Sinar mentari pagi menusuk sela-sela dedaunan, menerangi jalan setapak yang basah setelah diguyur hujan. Langit biru memamerkan awan tipis, menjanjikan hari yang cerah. Namun, Anisa tetap merasa gelisah.
Ia berdiri di depan halte kecil di pinggiran kota, memeluk ransel yang penuh sesak. Napasnya berat, bukan karena lelah berjalan, melainkan karena pikirannya yang sibuk bertarung.
"Apa sebenarnya yang aku cari di sini?" pikirnya.
Ia memandang sekeliling. Trotoar lengang, kios kecil di seberang yang mulai membuka pintunya, dan motor-motor yang lewat tanpa jeda. Tempat ini terasa asing, seolah berbeda dunia dari rutinitas yang biasa ia jalani. Kota ini memang hanya berjarak dua jam dari rumahnya, tetapi seakan berjarak bertahun-tahun dalam suasana.
---
"Ini waktumu, Nis," kata Riana, sahabatnya, semalam sebelum keberangkatannya. "Nggak semua orang dapat peluang ini. Jangan ragu."

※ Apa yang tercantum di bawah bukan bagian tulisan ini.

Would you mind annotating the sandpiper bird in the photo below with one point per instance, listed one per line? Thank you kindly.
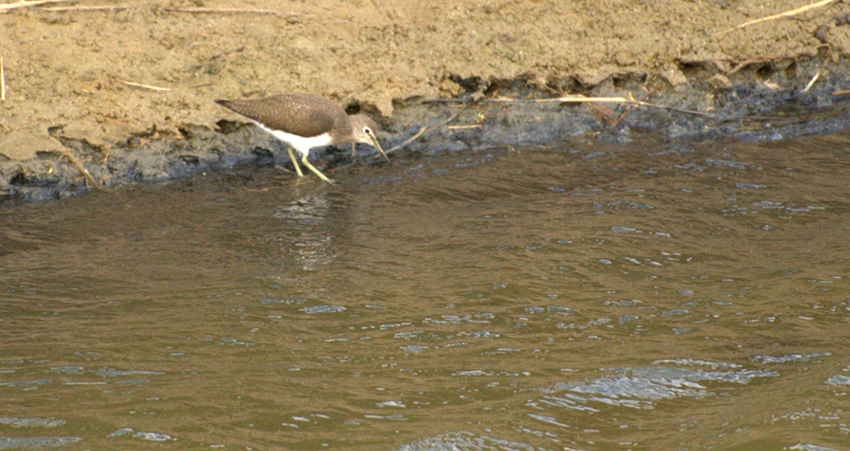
(305, 121)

Kata-kata itu terus membekas. Jangan ragu. Namun, hatinya tak sepenuhnya yakin. Tiket kereta yang sudah usang ia genggam erat, seolah menjadi pengingat tujuan yang kini terasa abu-abu. Ia datang ke sini untuk mengisi posisi di lembaga pendidikan lokal, jauh dari hiruk-pikuk kota besar.
Tapi benarkah ia siap? "Bagaimana kalau aku gagal? Bagaimana kalau tempat ini bukan yang kucari?" pikirnya.
Di tengah keraguan itu, sebuah bisikan kecil muncul, nyaris tenggelam oleh suara-suara negatif di kepalanya. "Percayalah, skenario-Nya selalu indah."
---
Anisa melangkah keluar dari halte, mencoba meyakinkan dirinya. Jalan setapak yang berdebu menjadi saksi langkah awalnya menuju kehidupan baru. Ia menoleh ke kiri, memperhatikan kios kecil yang mulai sibuk.